My argument then was: This procedure leads to a systematic statistical distortion. For example: lets say N=4, then the original integer get placed at x = 0, 1/3, 2/3 and 1 for k = 0, 1, 2, 3. The x then get processed internally, and now lets assume, that before transforming back to integer values, the x are uniformly distributed. Now the interval [0, 1/6] will be mapped to k=0, the interval [1/6, 3/6] to k=1, [3/6, 5/6] to k=2, and [5/6, 1] to k=3. Hence, the probabilities for k are: p(0)=1/6, p(1)=1/3, p(2)=1/3 and p(3)=1/6, which do not reflect the originally uniformly distributed x values.

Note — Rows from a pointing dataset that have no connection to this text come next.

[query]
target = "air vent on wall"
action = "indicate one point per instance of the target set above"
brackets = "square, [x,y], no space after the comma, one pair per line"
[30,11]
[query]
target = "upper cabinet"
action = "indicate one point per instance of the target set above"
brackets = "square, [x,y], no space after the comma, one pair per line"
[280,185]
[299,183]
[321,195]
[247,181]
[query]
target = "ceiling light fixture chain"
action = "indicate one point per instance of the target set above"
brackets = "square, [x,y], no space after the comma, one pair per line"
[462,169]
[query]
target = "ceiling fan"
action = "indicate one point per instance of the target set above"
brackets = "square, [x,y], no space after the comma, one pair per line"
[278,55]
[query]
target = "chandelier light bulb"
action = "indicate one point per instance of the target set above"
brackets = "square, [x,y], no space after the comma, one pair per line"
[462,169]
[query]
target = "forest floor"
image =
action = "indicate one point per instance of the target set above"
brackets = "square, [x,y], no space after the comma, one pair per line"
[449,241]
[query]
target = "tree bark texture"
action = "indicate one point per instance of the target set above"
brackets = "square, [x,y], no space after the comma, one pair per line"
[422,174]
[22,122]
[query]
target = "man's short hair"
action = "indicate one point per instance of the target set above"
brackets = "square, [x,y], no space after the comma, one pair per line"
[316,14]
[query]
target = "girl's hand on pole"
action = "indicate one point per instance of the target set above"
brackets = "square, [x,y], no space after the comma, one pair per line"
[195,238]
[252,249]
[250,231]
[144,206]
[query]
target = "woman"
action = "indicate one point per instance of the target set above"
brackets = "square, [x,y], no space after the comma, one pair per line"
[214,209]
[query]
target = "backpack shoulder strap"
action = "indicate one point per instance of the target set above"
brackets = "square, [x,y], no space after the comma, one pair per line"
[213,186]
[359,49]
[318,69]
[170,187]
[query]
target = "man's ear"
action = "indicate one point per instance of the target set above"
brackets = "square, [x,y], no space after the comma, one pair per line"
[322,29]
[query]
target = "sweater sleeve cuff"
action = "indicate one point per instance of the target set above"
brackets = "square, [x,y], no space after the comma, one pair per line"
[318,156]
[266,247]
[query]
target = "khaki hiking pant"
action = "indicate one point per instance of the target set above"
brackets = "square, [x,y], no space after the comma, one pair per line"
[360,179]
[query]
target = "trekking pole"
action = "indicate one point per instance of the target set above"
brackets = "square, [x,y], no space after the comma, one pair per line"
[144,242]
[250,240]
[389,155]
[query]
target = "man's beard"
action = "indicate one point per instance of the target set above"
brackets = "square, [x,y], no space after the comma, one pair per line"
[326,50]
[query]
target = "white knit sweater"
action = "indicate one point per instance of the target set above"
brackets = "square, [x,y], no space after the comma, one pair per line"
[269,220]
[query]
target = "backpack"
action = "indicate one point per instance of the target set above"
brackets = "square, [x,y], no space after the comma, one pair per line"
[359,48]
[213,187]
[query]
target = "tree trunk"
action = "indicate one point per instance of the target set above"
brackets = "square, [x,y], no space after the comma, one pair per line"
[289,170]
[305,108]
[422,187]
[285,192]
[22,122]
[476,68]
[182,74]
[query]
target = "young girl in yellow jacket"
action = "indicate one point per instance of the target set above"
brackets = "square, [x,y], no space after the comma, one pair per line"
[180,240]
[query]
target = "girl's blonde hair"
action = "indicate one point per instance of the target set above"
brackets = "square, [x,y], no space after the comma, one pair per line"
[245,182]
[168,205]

Because of that, my proposal was to normalize by an alternative approach:

Normalization: x = k/N + 1/(2*N)

By this procedure, at first the original integer values get placed in the mids of N equal intervalls.

Denormalization: k = round(N*x-1/2)

By this denormalization all equal N intervals get mapped to the corresponding values k=0,...,N-1. (only for x=1.0: N*x-1/2=3.5, round(3.5)=4 - this case has to be processed separately, since [-0.5, +0.4999...] gets rounded to 0.0, which is rather a technical aspect. In all other cases, the back transformation works properly.)

The transformation back to integer values then leads to equal probabilities for all values, in the example above: p(0)=p(1)=p(2)=p(3)=1/4.

In my opinion, this seems to be much more consistent in a statistal sensee. So my question is: what do you think about it, and why is the first approach (dividing by N-1) so common?